Direct communication pathway between brain and external devices.
Non-invasive deep brain stimulation using interfering electric fields2 .
The development of temporal interference stimulation represented a landmark achievement in neuromodulation technology2 . The research team approached the challenge of non-invasive deep brain stimulation with a clever physical principle:
The technique successfully demonstrated that precise deep brain stimulation could be achieved without surgery in animal models2 . The significance of this advancement cannot be overstated—it potentially opens a door for non-invasive treatment of Parkinson's symptoms and other movement disorders2 .
| Feature | Traditional DBS | Temporal Interference |
|---|---|---|
| Invasiveness | Requires surgically implanted electrodes | Completely non-invasive |
| Precision | High precision targeting | Precisely targeted deep stimulation |
| Risk Level | Surgical risks (infection, bleeding) | Minimal risk |
| Application | Established for Parkinson's | Potential for multiple disorders |
| Accessibility | Limited to specialized centers | Potentially more widely available |
Behind every neuroscience breakthrough lies a sophisticated collection of research tools and reagents. At SfN 2016, one standout resource was the UC Davis/NIH NeuroMab Facility, which develops renewable recombinant antibodies and affinity reagents specifically optimized for neuroscience research4 .
| Tool | Function | Applications |
|---|---|---|
| Recombinant Monoclonal Antibodies (R-mAbs) | Label, capture, and influence activity of specific targets in brain neurons | Immunohistochemical imaging, biochemical analyses of brain proteins4 |
| Nanobodies (nAbs) | Miniaturized single-chain antibodies for enhanced tissue penetration | Immunolabeling with improved resolution, intact sample imaging4 |
| Intrabodies | Genetically-encoded antibodies to deliver cargo to specific subcellular locations | Target optogenetic reporters and actuators to precise sites in neurons4 |
| NeuroMabs | Mouse monoclonal antibodies specifically optimized for mammalian brain research | Protein localization studies in adult, developing, and pathological brain samples4 |
The small size, solubility, and stability of these reagents enhance their utility for everything from light and electron microscopy to functional manipulation of neuronal activity4 .
These extensively validated tools are crucial for research reproducibility—a key emphasis throughout SfN meetings4 7 . Their development and distribution at low cost to the research community exemplify the collaborative spirit that drives neuroscience forward.
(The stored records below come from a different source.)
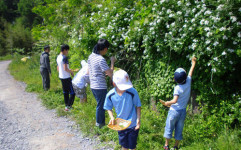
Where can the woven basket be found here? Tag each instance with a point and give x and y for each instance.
(119, 124)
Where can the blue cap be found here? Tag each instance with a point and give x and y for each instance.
(180, 75)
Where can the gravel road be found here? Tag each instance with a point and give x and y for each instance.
(27, 125)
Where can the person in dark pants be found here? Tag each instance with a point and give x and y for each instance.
(98, 68)
(64, 76)
(45, 69)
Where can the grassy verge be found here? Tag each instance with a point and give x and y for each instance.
(7, 57)
(153, 122)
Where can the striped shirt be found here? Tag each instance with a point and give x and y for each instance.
(97, 67)
(61, 60)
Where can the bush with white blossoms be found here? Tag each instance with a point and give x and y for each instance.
(151, 38)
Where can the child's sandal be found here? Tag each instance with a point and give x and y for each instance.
(166, 148)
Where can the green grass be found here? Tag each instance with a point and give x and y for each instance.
(199, 132)
(7, 57)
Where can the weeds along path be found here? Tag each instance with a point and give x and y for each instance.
(27, 125)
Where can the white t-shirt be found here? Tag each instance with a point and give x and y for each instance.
(81, 78)
(61, 60)
(183, 92)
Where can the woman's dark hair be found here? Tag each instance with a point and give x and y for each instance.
(64, 47)
(101, 45)
(46, 47)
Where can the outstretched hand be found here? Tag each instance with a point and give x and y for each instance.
(194, 60)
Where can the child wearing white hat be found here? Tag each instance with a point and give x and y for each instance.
(125, 99)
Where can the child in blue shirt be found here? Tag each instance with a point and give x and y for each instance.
(177, 113)
(125, 99)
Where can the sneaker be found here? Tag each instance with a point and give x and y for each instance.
(166, 148)
(66, 108)
(70, 107)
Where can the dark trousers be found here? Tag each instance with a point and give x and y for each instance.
(45, 78)
(68, 91)
(100, 95)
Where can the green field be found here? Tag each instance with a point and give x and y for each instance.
(200, 133)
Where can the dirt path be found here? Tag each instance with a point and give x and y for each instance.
(26, 125)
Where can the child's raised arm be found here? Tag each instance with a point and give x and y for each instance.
(194, 59)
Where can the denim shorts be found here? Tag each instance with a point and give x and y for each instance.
(175, 120)
(128, 138)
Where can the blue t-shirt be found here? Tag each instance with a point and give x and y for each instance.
(183, 92)
(125, 105)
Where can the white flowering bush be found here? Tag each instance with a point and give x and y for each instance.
(151, 38)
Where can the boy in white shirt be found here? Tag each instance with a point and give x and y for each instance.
(64, 76)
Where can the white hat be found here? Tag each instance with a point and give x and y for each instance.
(122, 80)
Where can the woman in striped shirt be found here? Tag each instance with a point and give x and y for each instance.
(98, 68)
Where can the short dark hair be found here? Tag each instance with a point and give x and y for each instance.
(64, 47)
(46, 47)
(101, 45)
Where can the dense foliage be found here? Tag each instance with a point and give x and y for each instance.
(152, 38)
(16, 21)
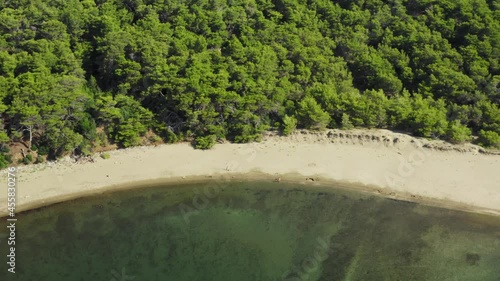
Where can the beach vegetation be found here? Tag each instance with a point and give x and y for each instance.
(205, 142)
(83, 74)
(289, 125)
(105, 155)
(39, 159)
(489, 139)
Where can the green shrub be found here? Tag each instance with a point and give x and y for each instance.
(154, 139)
(4, 149)
(205, 142)
(458, 133)
(43, 150)
(346, 122)
(289, 125)
(26, 160)
(489, 139)
(102, 139)
(5, 160)
(39, 159)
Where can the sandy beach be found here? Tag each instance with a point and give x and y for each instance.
(390, 164)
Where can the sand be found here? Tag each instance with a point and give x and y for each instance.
(391, 164)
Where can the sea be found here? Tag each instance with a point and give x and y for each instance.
(240, 230)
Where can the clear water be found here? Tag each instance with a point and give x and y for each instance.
(252, 231)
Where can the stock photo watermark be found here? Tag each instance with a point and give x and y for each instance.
(11, 220)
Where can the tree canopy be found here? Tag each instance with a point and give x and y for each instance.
(213, 69)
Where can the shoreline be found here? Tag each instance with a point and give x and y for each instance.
(385, 163)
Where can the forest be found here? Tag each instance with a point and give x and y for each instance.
(80, 74)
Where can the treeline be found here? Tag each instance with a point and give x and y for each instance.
(76, 74)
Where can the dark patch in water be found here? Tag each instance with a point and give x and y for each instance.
(472, 259)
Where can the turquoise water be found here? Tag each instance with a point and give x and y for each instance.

As the doors closed on SfN 2016, the neuroscience community left with more than just new data—they departed with new paradigms for understanding the brain. The research presented represented a meaningful step toward relating "brain changes—from the molecular level to the whole-brain level—to the various features of autism"5 and other neurological conditions.
The true significance of these annual gatherings lies not only in the individual findings presented but in the collaborative spirit they foster. As one attendee noted, the conference provided "great hope for our approaches to autism diagnosis, treatment and efforts to relate brain changes"5 .
From the surprising discovery that Parkinson's may begin in the gut to the revolutionary non-invasive stimulation technique that could transform treatment, SfN 2016 delivered on its promise to showcase "cutting-edge research on the brain and nervous system"8 .
Nearly a decade later, the legacy of SfN 2016 endures in laboratories and clinics worldwide, reminding us that each discovery—no matter how small—contributes to our collective understanding of the human brain. The insights gained continue to ripple through the scientific community, inspiring new questions and driving the ongoing revolution in neuroscience.